The Pay Off In Paying Out

December 2002


Dividends Before Stock Price

The excessive exuberance that Wall Street suffered for years, and for which we are all still paying, would have been less severe had investors focused on dividends rather than earnings, marketshare, and new economy wealth from thin air. But to make the approach effective, the double taxation of dividend income must end, no matter how ideologically satisfying it may be.

It is something of a canard to say that dividend income is taxed twice. In theory, the firm generating the income pays tax on it under the corporate income tax, and then, it is taxed again as income to the investor when it is paid to the shareholder. By the same token, a worker is taxed on income that will later be taxed again when it is spent on living expenses.

Still, if it will shift the focus of Wall Street to money that the firm has generated and can pay out to shareholders, let the dividend be taxed only once. Then, let the market focus not on intangibles but rather on how much the company will be able to pay per share this quarter.

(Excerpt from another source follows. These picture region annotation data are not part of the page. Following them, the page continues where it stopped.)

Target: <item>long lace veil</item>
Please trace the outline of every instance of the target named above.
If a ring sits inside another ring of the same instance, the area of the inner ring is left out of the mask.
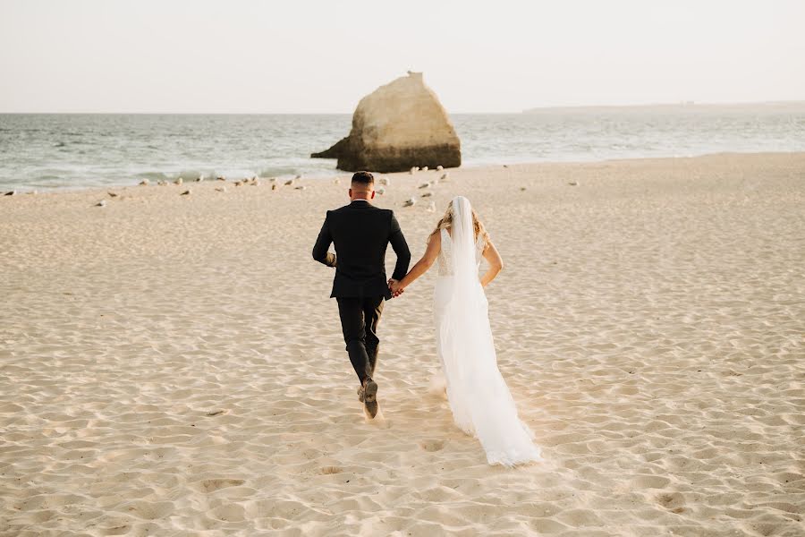
[[[480,440],[491,464],[538,460],[533,433],[497,369],[487,298],[478,274],[475,226],[470,200],[453,200],[453,282],[440,323],[447,396],[456,424]]]

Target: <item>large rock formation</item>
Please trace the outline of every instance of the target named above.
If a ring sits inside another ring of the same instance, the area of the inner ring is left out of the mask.
[[[422,73],[411,72],[360,99],[350,135],[310,157],[337,158],[338,169],[350,172],[462,164],[461,141],[447,113]]]

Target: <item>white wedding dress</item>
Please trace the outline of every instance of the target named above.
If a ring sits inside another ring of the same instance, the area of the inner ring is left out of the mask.
[[[484,244],[476,240],[470,201],[459,196],[453,208],[453,236],[440,232],[434,317],[453,420],[480,441],[490,465],[542,460],[534,433],[518,417],[497,369],[488,303],[478,274]]]

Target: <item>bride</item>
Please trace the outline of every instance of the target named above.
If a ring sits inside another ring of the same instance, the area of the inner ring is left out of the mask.
[[[489,263],[479,280],[480,258]],[[462,196],[453,200],[428,239],[422,259],[399,282],[394,295],[438,260],[434,290],[436,351],[455,424],[475,436],[490,465],[513,466],[542,460],[534,433],[517,416],[509,388],[497,369],[484,287],[503,268],[500,254],[478,215]]]

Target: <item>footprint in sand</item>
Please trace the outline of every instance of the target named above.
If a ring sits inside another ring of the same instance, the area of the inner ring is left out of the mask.
[[[200,482],[200,488],[205,492],[215,492],[226,487],[237,487],[246,482],[242,479],[205,479]]]
[[[419,448],[425,451],[439,451],[445,447],[445,440],[422,440]]]
[[[657,497],[657,503],[677,515],[685,510],[685,497],[679,492],[666,492]]]

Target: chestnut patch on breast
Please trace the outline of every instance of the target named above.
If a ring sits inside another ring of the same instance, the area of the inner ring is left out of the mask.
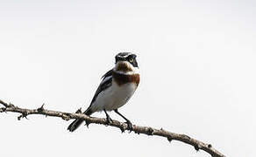
[[[138,86],[139,83],[139,73],[128,75],[128,74],[117,73],[116,72],[113,72],[112,75],[113,75],[114,81],[117,82],[118,85],[133,82]]]

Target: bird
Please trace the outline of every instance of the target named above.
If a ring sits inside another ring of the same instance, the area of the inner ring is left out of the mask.
[[[96,91],[89,106],[83,114],[90,116],[96,112],[103,111],[106,115],[106,122],[112,121],[107,112],[114,111],[125,119],[128,130],[132,130],[131,121],[118,112],[132,98],[139,84],[139,71],[136,60],[137,55],[132,52],[119,52],[115,56],[115,66],[108,71]],[[84,120],[75,119],[68,127],[74,132]]]

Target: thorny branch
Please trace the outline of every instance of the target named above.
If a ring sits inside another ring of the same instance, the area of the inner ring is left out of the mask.
[[[81,109],[79,109],[75,113],[71,113],[46,110],[44,108],[44,104],[38,109],[20,108],[18,106],[15,106],[14,105],[11,103],[10,104],[5,103],[2,101],[1,99],[0,99],[0,104],[4,106],[4,107],[0,107],[0,113],[11,112],[11,113],[21,113],[21,115],[18,117],[18,120],[22,118],[26,118],[30,114],[41,114],[41,115],[46,115],[46,116],[60,117],[65,120],[69,120],[71,119],[83,119],[86,121],[87,125],[89,125],[90,123],[109,125],[114,127],[119,128],[122,131],[122,133],[124,133],[125,130],[128,130],[126,123],[122,123],[117,120],[113,120],[108,124],[105,119],[89,117],[84,114],[82,114]],[[144,133],[147,135],[165,137],[167,139],[169,142],[171,142],[171,140],[182,141],[184,143],[193,146],[196,151],[199,151],[200,149],[202,149],[209,153],[212,157],[224,157],[224,154],[219,153],[217,150],[214,149],[210,144],[205,144],[200,140],[192,139],[189,136],[185,135],[185,134],[171,133],[162,128],[156,129],[150,126],[136,126],[136,125],[132,125],[132,131],[138,134]]]

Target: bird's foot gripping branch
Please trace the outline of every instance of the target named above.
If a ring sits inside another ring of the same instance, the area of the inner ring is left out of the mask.
[[[89,117],[85,114],[82,114],[81,110],[80,112],[78,111],[75,113],[64,113],[64,112],[59,112],[59,111],[46,110],[45,109],[44,105],[37,109],[26,109],[26,108],[20,108],[11,103],[10,104],[5,103],[4,101],[2,101],[1,99],[0,99],[0,104],[4,106],[3,107],[0,107],[0,113],[11,112],[11,113],[20,113],[20,115],[18,117],[18,119],[21,119],[22,118],[27,118],[28,115],[40,114],[40,115],[51,116],[51,117],[60,117],[65,120],[69,120],[71,119],[81,119],[85,120],[87,125],[93,124],[93,123],[100,124],[100,125],[108,125],[110,126],[119,128],[122,131],[122,133],[124,132],[125,130],[130,131],[129,126],[127,126],[126,123],[122,123],[115,119],[112,119],[108,122],[106,119]],[[2,125],[4,125],[4,124],[2,124]],[[6,124],[6,125],[10,125],[10,124]],[[132,125],[132,131],[135,133],[139,133],[139,134],[143,133],[143,134],[147,134],[151,136],[161,136],[161,137],[166,138],[168,141],[179,140],[179,141],[193,146],[196,151],[203,150],[209,153],[212,157],[224,157],[224,154],[222,154],[217,150],[214,149],[210,144],[203,143],[200,140],[190,138],[189,136],[185,135],[185,134],[171,133],[171,132],[164,130],[163,128],[156,129],[151,126],[140,126],[137,125]]]

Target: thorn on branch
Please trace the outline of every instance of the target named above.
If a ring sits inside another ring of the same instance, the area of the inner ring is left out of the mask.
[[[6,107],[2,107],[2,108],[0,108],[0,113],[7,113],[6,112]]]
[[[75,112],[75,113],[82,113],[82,108],[79,108],[79,109]]]
[[[124,126],[123,125],[121,125],[119,128],[120,128],[122,133],[124,133],[125,129],[124,129]]]
[[[198,146],[198,145],[195,145],[194,147],[195,147],[195,149],[196,150],[196,152],[199,151],[199,146]]]
[[[28,114],[27,113],[23,113],[20,116],[18,117],[18,119],[20,120],[22,118],[25,118],[26,119],[28,119],[28,118],[26,117]]]
[[[148,127],[148,128],[146,129],[146,134],[147,134],[147,135],[153,135],[153,128]]]
[[[45,103],[39,108],[38,108],[38,112],[42,113],[45,110],[44,106]]]
[[[86,125],[86,126],[87,126],[87,128],[89,128],[89,125],[90,124],[90,122],[89,121],[88,121],[88,120],[85,120],[85,125]]]
[[[181,134],[181,137],[184,138],[184,139],[187,139],[188,140],[190,140],[190,137],[186,135],[186,134]]]
[[[9,105],[6,107],[15,107],[15,106],[11,103],[9,103]]]
[[[167,137],[167,140],[171,143],[171,141],[173,140],[173,139],[171,137]]]
[[[196,152],[198,152],[199,149],[202,149],[202,147],[200,145],[198,145],[198,144],[195,145],[194,147],[196,150]]]
[[[65,120],[69,120],[70,116],[68,113],[64,113],[64,114],[62,114],[62,119]]]

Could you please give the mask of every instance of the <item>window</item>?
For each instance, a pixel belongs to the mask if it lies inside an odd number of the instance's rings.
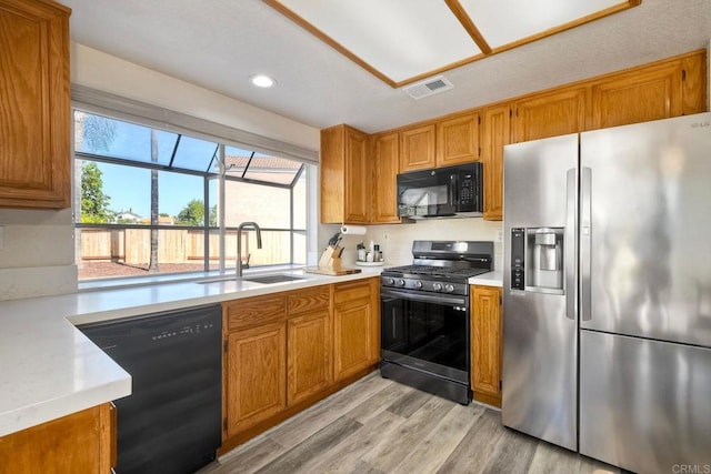
[[[74,157],[80,281],[229,271],[249,221],[244,263],[306,264],[309,164],[81,110]]]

No need for long-term planning, which seems beyond the ken of most of the Street, nor any possibility for creative bookkeeping. The stock price would then reflect not expectations of revenue streams in the distant future, but rather would be tied directly to real profits.

There is, of course, the risk of over-paying, and a resulting cash-crunch, but that just might cause firms to act with greater restraint. And directors' pay? Let it be a dollar a year, plus dividends, no options.